Thirst Misattributed
By David Sherwood

I’ve often carried a deep longing for “real” relationship—the kind where I’m truly seen and known, where the conversation moves beneath the surface and something mutual and meaningful is exchanged. These days, I recognize it as a good and honest ache.

And for a while, I thought the problem was that others just weren’t willing to go there. I’d leave conversations feeling disappointed, even lonely, thinking, They just don’t want the same kind of connection I do.

But over time, I started to notice something. Without meaning to, I was bringing a deep thirst into relationships—expecting others to meet needs in me I hadn’t fully named. It wasn’t that I was trying to use people. It was more subtle than that: I was hoping to find, in someone else, something that could settle the ache in me. And when they couldn’t—when they were distracted, limited, or simply human—I felt let down.

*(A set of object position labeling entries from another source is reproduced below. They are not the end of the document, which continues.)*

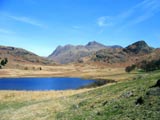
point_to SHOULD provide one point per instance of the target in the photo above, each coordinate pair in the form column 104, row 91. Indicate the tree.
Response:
column 130, row 68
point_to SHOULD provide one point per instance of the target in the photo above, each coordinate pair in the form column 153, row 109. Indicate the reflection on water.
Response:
column 42, row 83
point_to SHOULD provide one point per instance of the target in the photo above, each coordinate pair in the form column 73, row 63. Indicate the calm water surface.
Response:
column 42, row 83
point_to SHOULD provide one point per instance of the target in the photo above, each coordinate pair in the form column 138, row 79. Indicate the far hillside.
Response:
column 17, row 56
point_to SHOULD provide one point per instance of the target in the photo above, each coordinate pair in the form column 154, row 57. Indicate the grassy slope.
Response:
column 112, row 102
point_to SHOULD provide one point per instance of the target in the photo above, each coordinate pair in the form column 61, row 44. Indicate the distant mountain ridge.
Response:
column 19, row 55
column 135, row 52
column 70, row 53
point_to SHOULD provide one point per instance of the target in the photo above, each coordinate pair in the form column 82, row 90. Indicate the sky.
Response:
column 41, row 25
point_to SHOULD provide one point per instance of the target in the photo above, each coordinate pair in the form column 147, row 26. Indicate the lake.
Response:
column 42, row 83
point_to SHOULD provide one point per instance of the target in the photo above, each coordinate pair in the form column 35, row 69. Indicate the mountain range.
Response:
column 69, row 53
column 92, row 52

It reminded me of that conversation Jesus had with the woman at the well. She came to draw water, and he told her, “Everyone who drinks this water will be thirsty again, but whoever drinks the water I give them will never thirst.” I used to think the living water was just a metaphor for living forever—eternal life in some distant future. But Jesus defined eternal life in a much more relational way: “This is eternal life,” he prayed, “that they know you, the only true God, and Jesus Christ, whom you have sent” (John 17:3).

Now I wonder if he was naming the deeper thirst we all carry—the ache we bring into our relationships, our work, even our faith practices. A thirst not just to be rescued, but to be known. To be connected at the source.

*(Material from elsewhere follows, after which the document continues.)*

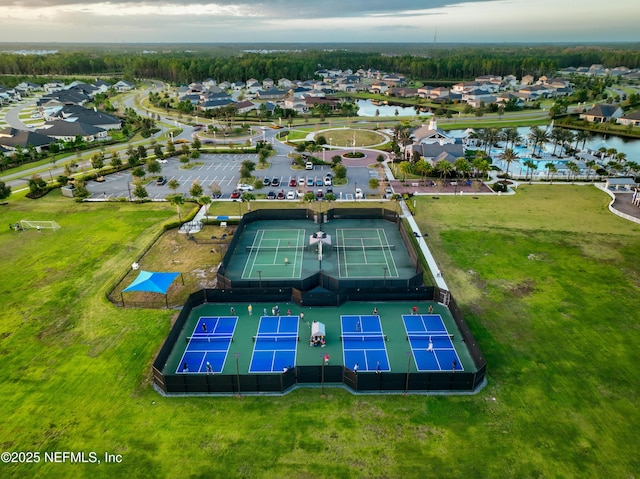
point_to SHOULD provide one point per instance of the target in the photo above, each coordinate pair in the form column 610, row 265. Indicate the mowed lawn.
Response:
column 549, row 281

Like the woman at the well, I’ve come to recognize that there’s a kind of thirst beneath all the others—a spiritual thirst that no amount of human connection can ultimately satisfy. Relationships are like water: beautiful, life-giving, essential. But they’re also temporary and limited. They refresh us, but they don’t quench the deeper thirst that lives under the surface of our longing to be fully known and loved.

That’s why Jesus’s words to her matter so much. He wasn’t dismissing her need for relationship—he was offering her something more lasting. A source within. A kind of life that doesn't dry up when others disappoint us. Real relationship, it turns out, isn’t the problem. But I was asking it to do something it was never meant to do.

Connection with others is beautiful, necessary, even sacred. But it isn’t the well. At best, it’s a reflection of something deeper. When we quietly hope that others will carry what only God—or solitude, or grace—can truly hold, we set ourselves up for disappointment.

When I realized that I can’t quench an existential thirst through those who aren’t the source of my existence, something in me began to shift. I started noticing the presence of deeper connection everywhere. Not always dramatic. Not always profound. But real—quiet, mutual, and marked by a kind of peace I hadn’t known before, like finding water in a place I’d stopped expecting it.